Mengapa tahap infeksi HIV pada beberapa orang tidak berlanjut menjadi AIDS? Sebuah kajian genetik terbaru menunjukkan, hal itu berkaitan dengan adanya asam amino tertentu dalam tubuh yang mampu menghancurkan sel-sel yang terinfeksi HIV.

Demikian diungkapkan Bruce Walker, imunolog dan Direktur Ragon Institute of Massachusetts General Hospital, Massachusetts Institute of Technology dan Harvard University di Charlestown. Menurut temuannya, peluang tahap infeksi HIV untuk tidak berkembang menjadi AIDS terjadi pada 1 di antara 300 orang.

Penelitian itu dimulai ketika Walker mengetahui manfaat klinis yang dimiliki oleh pasien-pasein yang memiliki kekebalan terhadap HIV lewat program HIV Controller Study. "Saya pikir, kita dapat membentuk kelompok untuk menganalisa hal itu. Kita harus menemukan keunikan genetik dari seseorang yang memiliki kekebalan itu," ujar Walker.

Walker bersama timnya lalu mengambil sampel DNA dari 900 pasien HIV Controller atau orang-orang yang punya kekebalan terhadap HIV tadi. Mereka membandingkannya dengan kode genetik yang terdapat pada 2.600 orang yang memberi respons normal terhadap HIV. Untuk membandingkannya, ia menggunakan Genetic Wide Association Study (GWAS).

GWAS akan menganalisa single nucleotide polymorphism atau perubahan satu kode genetik yang memunculkan variasi pada individu tertentu. Melalui kajian itu, Walker menemukan, ada sekitar 300 lokasi yang secara statistik berkaitan dengan kekebalan terhadap HIV tersebut. Lokasi-lokasi itu diketahui berkaitan dengan bagian genetik yang mengode protein kekebalan yang disebut protein HLA.

Menggunakan pemetaan detail dari daerah HLA itu, Walker menemukan adanya asam amino pada protein HLA-B yang berbeda antara individu normal dan HIV Controller. Ia mengatakan, asam amino itulah yang mungkin bertanggung jawab terhadap kekebalan HIV.

"Dari 3 juta nukleotida yang terdapat dalam genome manusia, saya menemukan asam amino yang membuat individu normal dan HIV Controller berbeda," kata Walker.

Protein HLA-B merupakan jenis protein yang bertanggung jawab untuk melawan virus.
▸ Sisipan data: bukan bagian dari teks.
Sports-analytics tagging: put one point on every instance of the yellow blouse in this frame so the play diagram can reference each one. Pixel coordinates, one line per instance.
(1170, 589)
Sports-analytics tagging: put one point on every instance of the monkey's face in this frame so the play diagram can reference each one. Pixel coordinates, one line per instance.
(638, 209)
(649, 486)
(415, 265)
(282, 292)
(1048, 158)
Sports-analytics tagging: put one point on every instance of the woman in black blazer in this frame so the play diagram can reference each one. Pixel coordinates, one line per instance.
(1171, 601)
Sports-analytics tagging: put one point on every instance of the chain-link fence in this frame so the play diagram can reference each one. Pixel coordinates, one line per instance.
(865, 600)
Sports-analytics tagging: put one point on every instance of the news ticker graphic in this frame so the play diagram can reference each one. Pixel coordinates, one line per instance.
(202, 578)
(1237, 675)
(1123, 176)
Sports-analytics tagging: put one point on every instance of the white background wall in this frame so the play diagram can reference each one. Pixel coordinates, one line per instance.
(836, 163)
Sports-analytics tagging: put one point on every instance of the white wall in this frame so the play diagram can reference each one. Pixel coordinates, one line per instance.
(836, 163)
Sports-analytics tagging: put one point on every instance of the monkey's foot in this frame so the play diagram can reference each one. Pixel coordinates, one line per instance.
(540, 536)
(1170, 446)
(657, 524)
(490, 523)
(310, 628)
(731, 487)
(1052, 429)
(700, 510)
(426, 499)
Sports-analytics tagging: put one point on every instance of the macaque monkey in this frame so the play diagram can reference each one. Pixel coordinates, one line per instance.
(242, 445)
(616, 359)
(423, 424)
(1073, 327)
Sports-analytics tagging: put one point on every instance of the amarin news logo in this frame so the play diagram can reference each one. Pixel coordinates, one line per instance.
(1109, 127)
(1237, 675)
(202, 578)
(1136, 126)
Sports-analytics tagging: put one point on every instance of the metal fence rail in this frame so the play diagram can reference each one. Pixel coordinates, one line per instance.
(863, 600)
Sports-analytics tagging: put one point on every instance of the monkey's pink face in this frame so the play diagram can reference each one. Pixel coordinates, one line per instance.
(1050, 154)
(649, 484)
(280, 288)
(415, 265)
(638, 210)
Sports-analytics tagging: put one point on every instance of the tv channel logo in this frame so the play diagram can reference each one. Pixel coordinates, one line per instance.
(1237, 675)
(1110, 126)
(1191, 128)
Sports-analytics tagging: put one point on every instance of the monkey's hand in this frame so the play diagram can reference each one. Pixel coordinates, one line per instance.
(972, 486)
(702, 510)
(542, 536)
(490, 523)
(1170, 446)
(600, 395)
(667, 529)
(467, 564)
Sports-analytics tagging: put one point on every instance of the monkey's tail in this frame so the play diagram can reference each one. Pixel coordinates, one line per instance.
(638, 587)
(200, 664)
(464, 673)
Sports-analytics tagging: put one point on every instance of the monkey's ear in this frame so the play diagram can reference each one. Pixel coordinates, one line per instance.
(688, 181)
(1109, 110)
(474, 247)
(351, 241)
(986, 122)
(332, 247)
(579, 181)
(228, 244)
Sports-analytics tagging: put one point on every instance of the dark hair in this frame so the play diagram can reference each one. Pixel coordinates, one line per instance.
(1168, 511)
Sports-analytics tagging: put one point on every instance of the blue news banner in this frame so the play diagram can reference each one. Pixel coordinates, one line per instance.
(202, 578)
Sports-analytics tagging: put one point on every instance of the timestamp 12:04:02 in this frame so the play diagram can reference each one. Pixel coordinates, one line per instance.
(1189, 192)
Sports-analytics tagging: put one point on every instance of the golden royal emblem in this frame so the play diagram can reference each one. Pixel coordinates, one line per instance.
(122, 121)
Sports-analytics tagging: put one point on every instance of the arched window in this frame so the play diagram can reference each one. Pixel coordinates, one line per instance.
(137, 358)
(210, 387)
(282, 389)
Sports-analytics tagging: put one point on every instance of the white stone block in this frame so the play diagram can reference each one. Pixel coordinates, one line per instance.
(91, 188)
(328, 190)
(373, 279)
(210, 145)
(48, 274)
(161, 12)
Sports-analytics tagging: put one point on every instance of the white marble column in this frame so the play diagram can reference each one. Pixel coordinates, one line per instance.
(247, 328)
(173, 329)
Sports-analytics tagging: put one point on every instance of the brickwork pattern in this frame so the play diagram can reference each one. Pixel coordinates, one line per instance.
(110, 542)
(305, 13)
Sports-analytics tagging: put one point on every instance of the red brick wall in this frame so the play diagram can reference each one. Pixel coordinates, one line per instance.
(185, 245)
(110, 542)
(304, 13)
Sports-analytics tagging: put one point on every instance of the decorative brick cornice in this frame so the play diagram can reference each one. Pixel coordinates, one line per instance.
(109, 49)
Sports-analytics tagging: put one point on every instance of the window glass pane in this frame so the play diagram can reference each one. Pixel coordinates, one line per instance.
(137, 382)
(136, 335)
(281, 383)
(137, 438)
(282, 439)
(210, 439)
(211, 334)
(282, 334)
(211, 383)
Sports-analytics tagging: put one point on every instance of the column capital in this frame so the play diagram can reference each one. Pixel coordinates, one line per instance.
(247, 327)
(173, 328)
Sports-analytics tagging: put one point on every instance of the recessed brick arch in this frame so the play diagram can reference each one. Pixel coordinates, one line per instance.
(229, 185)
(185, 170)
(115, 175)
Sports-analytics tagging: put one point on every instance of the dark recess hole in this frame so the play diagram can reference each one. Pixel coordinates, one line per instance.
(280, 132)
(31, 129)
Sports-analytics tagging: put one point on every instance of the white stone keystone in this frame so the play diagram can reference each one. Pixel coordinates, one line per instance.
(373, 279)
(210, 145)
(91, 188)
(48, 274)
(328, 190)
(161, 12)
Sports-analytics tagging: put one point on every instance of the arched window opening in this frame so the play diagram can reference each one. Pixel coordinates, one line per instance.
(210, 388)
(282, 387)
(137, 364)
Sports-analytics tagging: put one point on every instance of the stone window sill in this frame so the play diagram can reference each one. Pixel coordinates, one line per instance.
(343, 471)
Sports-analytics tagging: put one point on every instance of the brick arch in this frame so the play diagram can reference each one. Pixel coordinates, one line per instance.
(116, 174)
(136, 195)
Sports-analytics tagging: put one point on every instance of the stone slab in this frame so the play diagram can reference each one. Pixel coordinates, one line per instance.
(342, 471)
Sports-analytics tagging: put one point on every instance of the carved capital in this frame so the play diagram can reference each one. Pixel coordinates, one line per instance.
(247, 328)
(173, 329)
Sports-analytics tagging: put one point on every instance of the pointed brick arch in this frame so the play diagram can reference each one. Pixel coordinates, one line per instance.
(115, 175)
Namun, sejauh ini belum diketahui mekanisme protein tersebut membangun kekebalan tubuh terhadap HIV. "Kami berusaha mencari tahu apa yang protein tersebut lakukan dan mekanisme pertahanannya. Masih banyak pekerjaan yang harus dilakukan," ujar Walker.

Pemahaman tentang mekanisme kerja protein tersebut sangat mungkin mendasari pengembangan vaksin. "Masih butuh waktu lama untuk memahaminya. Tetapi, kabar baiknya adalah adanya pengetahuan tentang sistem kekebalan ini. Hal itu berarti ada kabar bagus untuk vaksin karena prinsip vaksin adalah memanipulasi kekebalan," kata Walker yang mempublikasikan risetnya dalam situs Jurnal Nature, 4 November lalu.